Но начиная с середины 1870-х годов, когда у Иоанна появились первые постоянные почитатели, а особенно поклонницы и последовательницы, повсюду сопровождавшие пастыря, томными взорами смотревшие на него, дарившие дорогие подарки, ситуация в семейной жизни чрезвычайно накалилась.
Все очевидцы свидетельствуют, что одевался Иоанн Сергиев всегда роскошно: носил рясы из очень дорогой плотной шелковой материи — черной или цветной, но весьма темного тона; подрясники же всегда были ярких цветов из шелка или бархата, такого же высшего качества; зимой носил шубы из очень ценных мехов. Но на всю одежду Иоанн не тратил ни копейки, так как все это ему дарили его почитательницы, желавшие видеть его в храме в достойной сана и авторитета церковной одежде.
Иоанн, может быть, и не хотел того, но его окруженность молодыми и не очень почитательницами воспринималась Елизаветой как знак, что между ним и этими женщинами существует связь — высшая духовная, — которая недоступна ей и невозможна между ней и ее супругом. Возникало ощущение, что в этом повышенном женском внимании лично к Иоанну тот будто бы обретал некую замену нормальных супружеских связей, а у Елизаветы их не было. Записные книжки отца Иоанна свидетельствуют, что это были не только предположения. В них можно встретить упоминания о том, что окружавшие женщины порождали в Иоанне «искусительные помыслы», хотя он им и противостоял. Среди этих женщин, будучи их «предводительницей», была и Параскева Ковригина, сыгравшая заметную роль в судьбе Иоанна.

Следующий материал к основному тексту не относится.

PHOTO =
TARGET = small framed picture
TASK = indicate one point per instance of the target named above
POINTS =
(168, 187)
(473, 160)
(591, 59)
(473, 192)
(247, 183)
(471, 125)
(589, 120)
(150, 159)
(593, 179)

Вдруг возникшего женского окружения и внимания к отцу Иоанну Елизавета не принимала и против этого восстала. Протест принимал сколь угодно причудливые формы. Елизавета перестала ходить в храм, не соблюдала посты; могла рыться в столе мужа, забирая отдельные предметы и деньги. Ссоры и споры рождались буквально на каждом шагу и по каждому пустяку. Под 1882 годом Иоанн записывает: «Вечером сегодня вышла крупная неприятность с женою из-за того, что я обличил ее в подделке ключа к моему письменному столу и к внутренним ящикам и во взятии некоторых вещей и денег. Как львица разъяренная она <налетела> на меня и готова была растерзать; от злости ревела, выла, как бешеная; грозила ударить по щеке при детях; корила бабами, т. е. благочестивыми женщинами, имеющими со мною духовное общение в молитвах, таинствах, духовных беседах и чтениях, поносила самым бесчестным образом, а себя возвышала. Господи! Отпусти ей, не вест бо что говорит и творит. Вразуми ее всю омраченную житейскими суетами и сластями, утолсте и расшире и забы Бога!»[140]

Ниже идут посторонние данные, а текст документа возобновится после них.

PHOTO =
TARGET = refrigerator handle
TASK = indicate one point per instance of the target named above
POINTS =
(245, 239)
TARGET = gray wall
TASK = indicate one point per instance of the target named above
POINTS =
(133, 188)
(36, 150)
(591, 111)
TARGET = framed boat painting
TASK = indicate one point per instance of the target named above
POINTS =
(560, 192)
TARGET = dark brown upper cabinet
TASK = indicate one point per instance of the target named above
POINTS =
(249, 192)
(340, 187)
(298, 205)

Спустя некоторое время в дневнике вновь появляется запись: «Горе мне с домашними моими, с их неуважением к постановлениям церковным, с их лакомством всегдашним, безобраз<ием> в повседневной жизни… забавами, смехами с детьми Руф<иной> и Елисавет<ой>, с кошками и собакой, — с их леностию к молитве домашней и общественной (раз 5–6 в год ходят в церковь — Бог им судья!). Какой ответ они дадут за себя и детей: оне царствовать хотят и царствуют действительно, исполняя все свои прихоти и желания… А как оне воспитывают детей! О, ужас. Вне всякого уважения к уставам Церкви! Сами не соблюдают посты и детей также учат: на 1 неделе Великого поста едят сыр и яйца, не говоря о икре и рыбе. — Кто их вразумит? — Меня не слушают»[141].
Домашней церкви не складывалось… Это удручало Иоанна, поскольку скрыть разлад с женой было невозможно. Немые укоры, а то и пересуды среди прихожан были тому свидетельством. Привыкнув к послушанию и почитанию в приходе, а затем и во всероссийском масштабе, Иоанн все меньше готов был терпеть отношение к себе как к простому смертному в своем собственном доме, непослушание и отступление от церковных правил. В дневнике его упоминания о семье становятся все реже и реже, замещаясь фиксацией горестей и радостей церковно-общественной жизни. Не остается сомнений в том, что спустя десятилетия острота неприязни спала, наступил период некоего равновесия в чувствах и порывах. Елизавета Константиновна даже ощутила в отсутствии своего супруга преимущества, которые ранее ей были неведомы, то есть достаточно свободный образ жизни, за который не надо было ни перед кем отчитываться и получать разрешения.